Operation Scenarios

A security group is a stateful virtual firewall capable of filtering. As an important means for network security isolation provided by Tencent Cloud, it can be used to set network access controls for one or more TencentDB instances. Instances with the same network security isolation demands in one region can be put into the same security group, which is a logical group. TencentDB and CVM share the security group list.

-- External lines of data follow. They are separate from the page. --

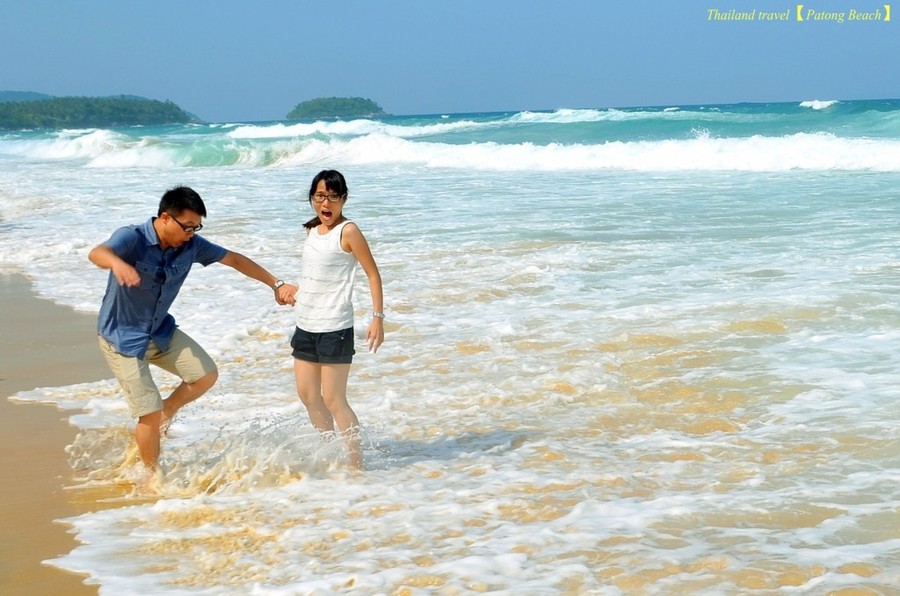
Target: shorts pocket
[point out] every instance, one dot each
(331, 344)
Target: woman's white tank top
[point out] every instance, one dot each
(324, 301)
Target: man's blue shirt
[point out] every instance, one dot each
(132, 316)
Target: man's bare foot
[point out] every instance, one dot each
(165, 421)
(152, 483)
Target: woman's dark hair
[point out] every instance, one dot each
(334, 181)
(179, 199)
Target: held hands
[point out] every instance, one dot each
(375, 334)
(285, 294)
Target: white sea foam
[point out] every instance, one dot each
(803, 151)
(817, 104)
(612, 381)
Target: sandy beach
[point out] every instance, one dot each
(42, 345)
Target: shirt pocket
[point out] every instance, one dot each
(152, 277)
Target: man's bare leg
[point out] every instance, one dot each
(183, 395)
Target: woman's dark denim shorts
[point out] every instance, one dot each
(331, 347)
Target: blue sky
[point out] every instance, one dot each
(231, 60)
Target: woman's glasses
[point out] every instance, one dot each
(330, 198)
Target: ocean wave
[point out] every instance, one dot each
(819, 151)
(816, 104)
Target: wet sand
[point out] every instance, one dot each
(42, 344)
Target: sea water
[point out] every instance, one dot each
(628, 351)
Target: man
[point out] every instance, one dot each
(148, 264)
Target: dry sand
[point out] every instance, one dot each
(42, 344)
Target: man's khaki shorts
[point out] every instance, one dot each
(184, 358)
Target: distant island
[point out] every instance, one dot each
(22, 110)
(336, 107)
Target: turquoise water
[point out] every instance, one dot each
(649, 350)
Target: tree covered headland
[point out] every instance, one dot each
(90, 112)
(336, 107)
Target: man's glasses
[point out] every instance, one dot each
(187, 229)
(330, 198)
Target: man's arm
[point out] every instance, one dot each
(103, 256)
(250, 268)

• TencentDB security group currently only supports network access control for VPCs and public network but not the basic network.
• Security groups that currently support public network access are available only in Guangzhou, Shanghai, Beijing, and Chengdu.
• As TencentDB does not have active outbound traffic, outbound rules are not applicable to TencentDB.
• TencentDB for Redis security group supports master, read-only, and disaster recovery instances.
• Templates are provided for security groups by default. Please take note that:

• Port 22 opened on Linux: only TCP port 22 for SSH logins is opened to the public network, while all ports are opened to the private network. This template is not applicable to TencentDB.
• Port 3389 opened on Windows: only TCP 3389 for MSTSC logins is opened to the public network, while all ports are opened to the private network. This template is not applicable to TencentDB.
• All ports opened: access to TencentDB from all IP addresses is allowed, which comes with certain security risks.

Directions

Creating security group

1. Log in to the CVM Console and select Security Group on the left sidebar.
2. Click Create, select or customize a template in Template, enter the security group name (such as my-security-group), select a project, enter remarks (optional), and then click OK.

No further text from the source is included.